Glücksspielstaatsvertrag erlaubt Online-Glücksspiel

Der Kampf gegen die Windmühlen scheint beendet. Nach jahrelangem hin und her haben die Ministerpräsidenten der Bundesländer den neuen Glücksspielstaatsvertrag durchgewunken. Zwar war das Online-Glücksspiel bisher in jedem Bundesland möglich, doch tatsächlich legal war es nur in Schleswig-Holstein. Dennoch mussten die Spieler keine Sanktionen befürchten, da der Glücksspielstaatsvertrag von der Europäischen Kommission mehrfach gerügt wurde. Künftig sollen die bislang als illegal geltenden Online-Glücksspiele erlaubt werden, allerdings unter strengen Auflagen und Regeln zum Jugend- und Spielerschutz. Nun muss der neue Vertrag nur noch von den Landesparlamenten ratifiziert werden und ist ab dem 1. Juli 2021 gültig.

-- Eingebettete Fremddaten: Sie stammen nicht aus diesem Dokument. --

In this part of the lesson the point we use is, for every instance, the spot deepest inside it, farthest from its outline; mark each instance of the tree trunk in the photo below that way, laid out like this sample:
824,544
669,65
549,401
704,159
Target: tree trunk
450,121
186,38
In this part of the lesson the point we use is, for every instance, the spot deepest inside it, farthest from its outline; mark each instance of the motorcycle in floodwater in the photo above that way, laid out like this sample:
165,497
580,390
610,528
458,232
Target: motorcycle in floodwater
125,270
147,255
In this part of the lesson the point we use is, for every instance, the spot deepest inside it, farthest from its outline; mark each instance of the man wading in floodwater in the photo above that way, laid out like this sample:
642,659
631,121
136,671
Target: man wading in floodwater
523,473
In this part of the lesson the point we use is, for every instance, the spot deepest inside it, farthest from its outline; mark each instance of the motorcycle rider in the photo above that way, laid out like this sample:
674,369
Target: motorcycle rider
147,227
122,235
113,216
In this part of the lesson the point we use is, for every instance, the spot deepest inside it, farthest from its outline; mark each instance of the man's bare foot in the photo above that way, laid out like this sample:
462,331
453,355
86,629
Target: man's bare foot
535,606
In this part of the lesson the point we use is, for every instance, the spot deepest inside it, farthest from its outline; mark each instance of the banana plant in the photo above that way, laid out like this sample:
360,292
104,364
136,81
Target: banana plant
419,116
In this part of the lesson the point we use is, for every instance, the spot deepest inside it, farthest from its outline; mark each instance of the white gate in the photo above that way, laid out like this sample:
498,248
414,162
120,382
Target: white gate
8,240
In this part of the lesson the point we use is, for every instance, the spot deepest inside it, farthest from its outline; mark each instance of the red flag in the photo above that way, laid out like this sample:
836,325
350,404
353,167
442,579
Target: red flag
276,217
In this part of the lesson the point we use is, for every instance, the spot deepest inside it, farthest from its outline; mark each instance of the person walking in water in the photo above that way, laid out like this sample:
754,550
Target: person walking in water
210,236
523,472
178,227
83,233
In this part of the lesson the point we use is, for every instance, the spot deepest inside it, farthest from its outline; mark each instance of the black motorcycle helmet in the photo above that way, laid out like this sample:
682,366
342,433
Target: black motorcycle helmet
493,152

Änderungen nicht so drastisch

Zwar müssen die Freunde des Sportwettens mit Änderungen rechnen, doch diese sind nicht so schwerwiegend, wie wir berichteten und von vielen Seiten befürchtet wurde. So gibt es ein Einzahlungslimit von 1.000 Euro. Zuvor war über ein Umsatzlimit von 1.000 Euro spekuliert worden. Eine Erhöhung ist durchaus denkbar, wenn die finanziellen Mittel vorgewiesen werden können. Während des Spiels ist es nicht mehr möglich die Wettart „Über / Unter“ zu nutzen. Lediglich Wetten auf das nächste Tor, den nächsten Satz oder einen ähnlichen Bestandteil eines Endergebnisses sind live möglich. Für Online-Glücksspiel darf ab sofort nicht mehr zwischen 6 Uhr und 21 Uhr geworben werden. Neu ist ebenso eine zentrale Glücksspielbehörde, die die vorgegebenen Regularien kontrollieren wird. Vermutlich wird diese ihren Sitz in Sachsen-Anhalt haben.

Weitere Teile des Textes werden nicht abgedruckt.